Estamos discutindo isso há dois anos, desde que a IA começou a ganhar destaque. Fala-se sobre a revolução que ela pode trazer, e não estou dizendo que isso não vai acontecer. Mas ainda não vimos isso. Não está acontecendo.

Existem alguns casos, sim. Por exemplo, nos Estados Unidos, vimos o uso da voz e da imagem de Jorge Ramos, apresentador da Univisión, para promover falsos programas de ajuda do governo de Joe Biden; imagens de Trump abraçando comunidades afro-americanas ou Kamala Harris com símbolos comunistas ou ao lado do rapper P. Diddy, preso por acusações de tráfico e abuso sexual.

Não é que não estejamos vendo nada, mas posso dizer que a IA reforçou a desinformação, sem ainda revolucioná-la. Os desinformadores, por enquanto, não precisam dela. Eles se viram com Photoshop ou uma foto antiga que circula em chats do WhatsApp.

O que espero do fact-checking é que comecemos a incorporar estratégias de IA que nos tornem mais ágeis na resposta, que nos permitam produzir conteúdo de qualidade com menor custo e distribuí-lo também a um custo mais baixo.

Part of the Chequeado team, at the Media Party 2023 in Buenos Aires. (Photo: Courtesy)

Parte da equipe do Chequeado na Media Party 2023 em Buenos Aires. (Foto: Reprodução)

Além disso, precisamos colaborar com a tecnologia, delegando a ela as tarefas que faz melhor que nós, que são muitas tarefas mecânicas e de volume, e deixar para os humanos aquilo em que ainda somos insubstituíveis.

Somos insubstituíveis quando se trata de desinformação em espanhol nas possibilidades de entendimento cultural e de contexto.

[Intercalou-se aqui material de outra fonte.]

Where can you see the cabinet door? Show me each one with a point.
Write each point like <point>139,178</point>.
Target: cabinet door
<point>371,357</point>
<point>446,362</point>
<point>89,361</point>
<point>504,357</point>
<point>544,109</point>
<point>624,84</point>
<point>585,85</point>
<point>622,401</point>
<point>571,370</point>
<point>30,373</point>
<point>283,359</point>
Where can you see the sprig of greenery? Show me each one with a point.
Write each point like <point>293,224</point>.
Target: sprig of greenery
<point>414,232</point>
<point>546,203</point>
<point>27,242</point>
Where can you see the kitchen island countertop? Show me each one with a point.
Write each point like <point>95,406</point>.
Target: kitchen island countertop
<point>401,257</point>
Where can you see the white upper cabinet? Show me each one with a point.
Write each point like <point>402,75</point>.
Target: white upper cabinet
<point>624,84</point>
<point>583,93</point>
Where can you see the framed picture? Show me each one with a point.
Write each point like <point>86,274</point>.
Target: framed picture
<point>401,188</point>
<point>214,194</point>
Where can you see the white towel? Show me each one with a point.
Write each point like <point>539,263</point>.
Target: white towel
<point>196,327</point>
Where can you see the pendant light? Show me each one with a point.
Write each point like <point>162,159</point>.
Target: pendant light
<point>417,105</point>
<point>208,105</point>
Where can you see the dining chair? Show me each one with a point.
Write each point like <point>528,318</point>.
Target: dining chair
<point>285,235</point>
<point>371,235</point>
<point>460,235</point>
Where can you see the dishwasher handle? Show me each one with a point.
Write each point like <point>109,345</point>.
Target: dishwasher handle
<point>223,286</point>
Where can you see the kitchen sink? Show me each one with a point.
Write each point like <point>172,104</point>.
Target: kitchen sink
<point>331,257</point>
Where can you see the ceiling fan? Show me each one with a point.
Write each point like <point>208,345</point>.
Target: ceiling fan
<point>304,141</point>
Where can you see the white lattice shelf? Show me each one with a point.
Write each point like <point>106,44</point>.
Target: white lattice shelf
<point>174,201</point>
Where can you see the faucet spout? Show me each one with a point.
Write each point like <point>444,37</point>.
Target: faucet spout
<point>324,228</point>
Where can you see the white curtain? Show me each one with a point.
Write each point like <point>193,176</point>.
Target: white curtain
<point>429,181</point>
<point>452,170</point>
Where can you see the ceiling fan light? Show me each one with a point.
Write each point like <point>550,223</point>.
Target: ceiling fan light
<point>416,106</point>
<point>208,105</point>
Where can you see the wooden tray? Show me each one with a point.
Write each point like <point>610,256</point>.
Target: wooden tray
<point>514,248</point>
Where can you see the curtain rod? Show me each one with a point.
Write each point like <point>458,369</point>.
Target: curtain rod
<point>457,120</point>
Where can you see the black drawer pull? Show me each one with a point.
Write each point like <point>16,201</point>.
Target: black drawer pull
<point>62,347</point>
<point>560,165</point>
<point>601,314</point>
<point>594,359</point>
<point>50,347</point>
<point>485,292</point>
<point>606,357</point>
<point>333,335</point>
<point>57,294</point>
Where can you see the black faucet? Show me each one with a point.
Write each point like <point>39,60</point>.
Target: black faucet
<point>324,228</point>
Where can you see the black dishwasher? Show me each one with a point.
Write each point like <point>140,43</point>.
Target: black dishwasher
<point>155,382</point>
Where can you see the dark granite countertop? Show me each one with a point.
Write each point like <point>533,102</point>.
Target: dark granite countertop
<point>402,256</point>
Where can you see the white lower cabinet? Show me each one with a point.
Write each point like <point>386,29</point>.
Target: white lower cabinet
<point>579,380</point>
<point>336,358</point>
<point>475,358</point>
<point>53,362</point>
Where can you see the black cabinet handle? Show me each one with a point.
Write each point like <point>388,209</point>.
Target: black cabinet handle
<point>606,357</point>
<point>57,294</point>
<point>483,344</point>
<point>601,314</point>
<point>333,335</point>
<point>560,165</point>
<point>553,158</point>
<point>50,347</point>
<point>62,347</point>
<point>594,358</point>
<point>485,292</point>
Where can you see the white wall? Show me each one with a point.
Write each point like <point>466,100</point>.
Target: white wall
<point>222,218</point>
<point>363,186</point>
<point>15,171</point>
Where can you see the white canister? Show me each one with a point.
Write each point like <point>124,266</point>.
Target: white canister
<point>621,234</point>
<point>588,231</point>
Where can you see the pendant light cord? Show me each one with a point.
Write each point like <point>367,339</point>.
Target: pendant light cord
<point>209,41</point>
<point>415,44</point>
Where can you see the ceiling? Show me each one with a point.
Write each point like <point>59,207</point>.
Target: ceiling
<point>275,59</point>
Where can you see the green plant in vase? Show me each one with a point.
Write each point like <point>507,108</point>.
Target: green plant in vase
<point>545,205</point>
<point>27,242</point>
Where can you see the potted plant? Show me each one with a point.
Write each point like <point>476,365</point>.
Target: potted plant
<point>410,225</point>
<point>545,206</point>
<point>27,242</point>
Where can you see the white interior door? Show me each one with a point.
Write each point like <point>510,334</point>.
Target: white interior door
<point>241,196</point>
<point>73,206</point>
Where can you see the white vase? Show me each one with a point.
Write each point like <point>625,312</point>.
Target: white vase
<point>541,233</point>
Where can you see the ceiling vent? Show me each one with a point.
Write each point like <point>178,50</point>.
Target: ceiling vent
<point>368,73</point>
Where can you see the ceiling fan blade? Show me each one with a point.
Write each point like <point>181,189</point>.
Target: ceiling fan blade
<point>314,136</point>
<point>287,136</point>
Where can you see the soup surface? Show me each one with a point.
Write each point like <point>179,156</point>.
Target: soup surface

Parte do motivo pelo qual a desinformação circula é porque é um problema global e hiperlocal ao mesmo tempo. Quando vemos que a desinformação tem impacto, é porque ela incorporou algum elemento que a torna relevante para aquela comunidade. Compreender isso, os humanos ainda fazem melhor do que a tecnologia.

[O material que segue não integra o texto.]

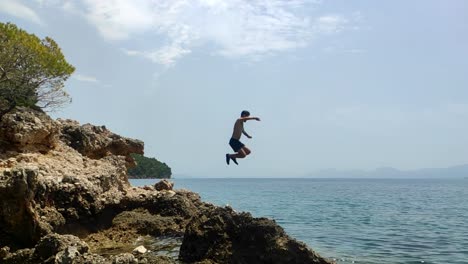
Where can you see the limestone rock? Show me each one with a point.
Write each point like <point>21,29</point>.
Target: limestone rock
<point>164,185</point>
<point>97,141</point>
<point>52,244</point>
<point>27,128</point>
<point>140,250</point>
<point>224,236</point>
<point>60,177</point>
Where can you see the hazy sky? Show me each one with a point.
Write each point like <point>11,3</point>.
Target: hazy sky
<point>338,84</point>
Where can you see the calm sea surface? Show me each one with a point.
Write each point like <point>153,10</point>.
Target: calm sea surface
<point>357,220</point>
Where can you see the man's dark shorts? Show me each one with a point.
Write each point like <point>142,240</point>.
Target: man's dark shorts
<point>235,144</point>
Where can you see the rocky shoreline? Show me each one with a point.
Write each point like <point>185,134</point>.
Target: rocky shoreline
<point>65,198</point>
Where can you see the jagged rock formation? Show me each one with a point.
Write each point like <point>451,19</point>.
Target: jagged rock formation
<point>65,198</point>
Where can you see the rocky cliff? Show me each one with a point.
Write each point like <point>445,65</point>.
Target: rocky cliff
<point>65,198</point>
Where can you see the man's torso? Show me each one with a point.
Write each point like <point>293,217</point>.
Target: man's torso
<point>238,128</point>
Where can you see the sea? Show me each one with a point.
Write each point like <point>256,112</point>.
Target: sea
<point>371,221</point>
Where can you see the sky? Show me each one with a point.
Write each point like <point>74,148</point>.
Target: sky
<point>337,84</point>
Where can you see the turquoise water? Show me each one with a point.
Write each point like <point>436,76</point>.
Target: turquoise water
<point>355,220</point>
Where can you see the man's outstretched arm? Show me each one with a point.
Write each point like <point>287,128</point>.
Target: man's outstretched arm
<point>245,133</point>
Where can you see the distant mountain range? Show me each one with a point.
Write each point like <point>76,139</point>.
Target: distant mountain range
<point>460,171</point>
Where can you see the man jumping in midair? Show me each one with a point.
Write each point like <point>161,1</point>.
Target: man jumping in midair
<point>241,150</point>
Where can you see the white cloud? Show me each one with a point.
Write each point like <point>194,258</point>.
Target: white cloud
<point>85,78</point>
<point>233,28</point>
<point>17,9</point>
<point>330,24</point>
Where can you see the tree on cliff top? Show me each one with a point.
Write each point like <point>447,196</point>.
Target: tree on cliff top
<point>32,71</point>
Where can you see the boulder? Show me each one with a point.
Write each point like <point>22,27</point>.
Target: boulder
<point>97,142</point>
<point>26,128</point>
<point>140,250</point>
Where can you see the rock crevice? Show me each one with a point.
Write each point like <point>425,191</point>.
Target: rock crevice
<point>65,198</point>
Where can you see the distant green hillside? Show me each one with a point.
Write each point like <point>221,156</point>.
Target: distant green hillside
<point>149,168</point>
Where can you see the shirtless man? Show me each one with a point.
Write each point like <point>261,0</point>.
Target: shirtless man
<point>241,150</point>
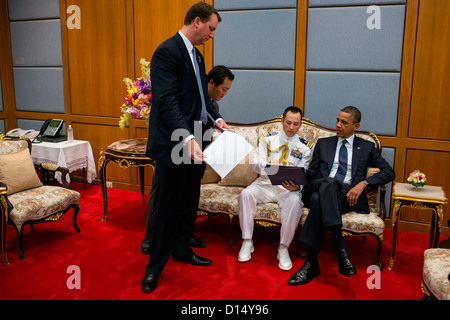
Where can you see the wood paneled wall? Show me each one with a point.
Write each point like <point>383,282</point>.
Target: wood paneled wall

  1. Como você se sente com esse reconhecimento no Prêmio Maria Moors Cabot 2024 e em que ele se diferencia de outros prêmios que você já recebeu?

Esse reconhecimento é muito valioso para mim porque acontece nos Estados Unidos, onde estou agora fazendo minha aposta profissional, e também em uma escola de jornalismo como a de Columbia. É um prêmio muito prestigiado no mundo dos jornalistas, e é muito gratificante o que o júri disse sobre mim.

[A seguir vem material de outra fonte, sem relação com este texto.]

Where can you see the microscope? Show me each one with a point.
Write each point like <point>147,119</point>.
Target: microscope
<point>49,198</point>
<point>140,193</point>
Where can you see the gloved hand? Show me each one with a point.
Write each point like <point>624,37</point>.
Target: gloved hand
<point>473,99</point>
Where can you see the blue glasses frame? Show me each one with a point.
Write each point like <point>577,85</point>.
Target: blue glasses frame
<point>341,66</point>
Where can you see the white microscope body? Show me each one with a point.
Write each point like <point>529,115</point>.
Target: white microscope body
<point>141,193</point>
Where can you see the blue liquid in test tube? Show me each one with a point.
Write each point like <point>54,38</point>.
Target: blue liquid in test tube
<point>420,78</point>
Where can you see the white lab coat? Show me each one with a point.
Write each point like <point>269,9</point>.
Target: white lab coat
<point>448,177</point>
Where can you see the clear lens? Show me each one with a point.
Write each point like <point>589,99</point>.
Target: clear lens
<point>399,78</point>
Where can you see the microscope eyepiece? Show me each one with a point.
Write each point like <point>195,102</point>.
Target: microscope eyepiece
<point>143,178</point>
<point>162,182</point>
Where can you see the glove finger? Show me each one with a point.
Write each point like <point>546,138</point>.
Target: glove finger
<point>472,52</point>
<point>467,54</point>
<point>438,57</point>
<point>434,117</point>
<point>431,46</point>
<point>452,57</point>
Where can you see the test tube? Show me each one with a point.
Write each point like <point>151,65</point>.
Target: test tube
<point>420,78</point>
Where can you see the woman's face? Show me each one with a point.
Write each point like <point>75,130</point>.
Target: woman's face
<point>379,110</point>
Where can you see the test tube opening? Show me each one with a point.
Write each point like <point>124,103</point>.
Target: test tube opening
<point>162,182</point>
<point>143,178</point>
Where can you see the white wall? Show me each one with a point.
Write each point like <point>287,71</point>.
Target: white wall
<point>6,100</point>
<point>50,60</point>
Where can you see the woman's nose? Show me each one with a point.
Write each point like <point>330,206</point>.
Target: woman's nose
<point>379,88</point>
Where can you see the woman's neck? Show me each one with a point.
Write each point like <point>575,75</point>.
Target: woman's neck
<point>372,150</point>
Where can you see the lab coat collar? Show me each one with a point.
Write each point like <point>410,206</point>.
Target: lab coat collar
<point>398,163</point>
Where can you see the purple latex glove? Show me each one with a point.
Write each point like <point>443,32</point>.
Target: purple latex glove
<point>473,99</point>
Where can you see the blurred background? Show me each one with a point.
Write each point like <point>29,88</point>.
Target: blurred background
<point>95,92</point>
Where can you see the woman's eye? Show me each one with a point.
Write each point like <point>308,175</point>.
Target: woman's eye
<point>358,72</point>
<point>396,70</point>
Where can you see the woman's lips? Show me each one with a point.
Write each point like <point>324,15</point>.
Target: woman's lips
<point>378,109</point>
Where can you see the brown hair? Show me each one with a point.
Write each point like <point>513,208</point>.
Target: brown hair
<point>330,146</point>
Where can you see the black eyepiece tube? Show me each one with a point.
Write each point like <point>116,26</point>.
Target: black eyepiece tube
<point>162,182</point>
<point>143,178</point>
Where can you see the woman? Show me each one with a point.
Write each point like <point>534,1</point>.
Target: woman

Quando comecei no Chequeado, fui pioneira, apostei em algo que, naquela época, era um tipo de jornalismo de nicho que os jornalistas investigativos não levavam muito a sério. Eu disse que isso é sério, o problema é sério e precisamos de melhores estratégias para enfrentá-lo. Sempre é bom ouvir que, de alguma forma, você estava à frente do seu tempo.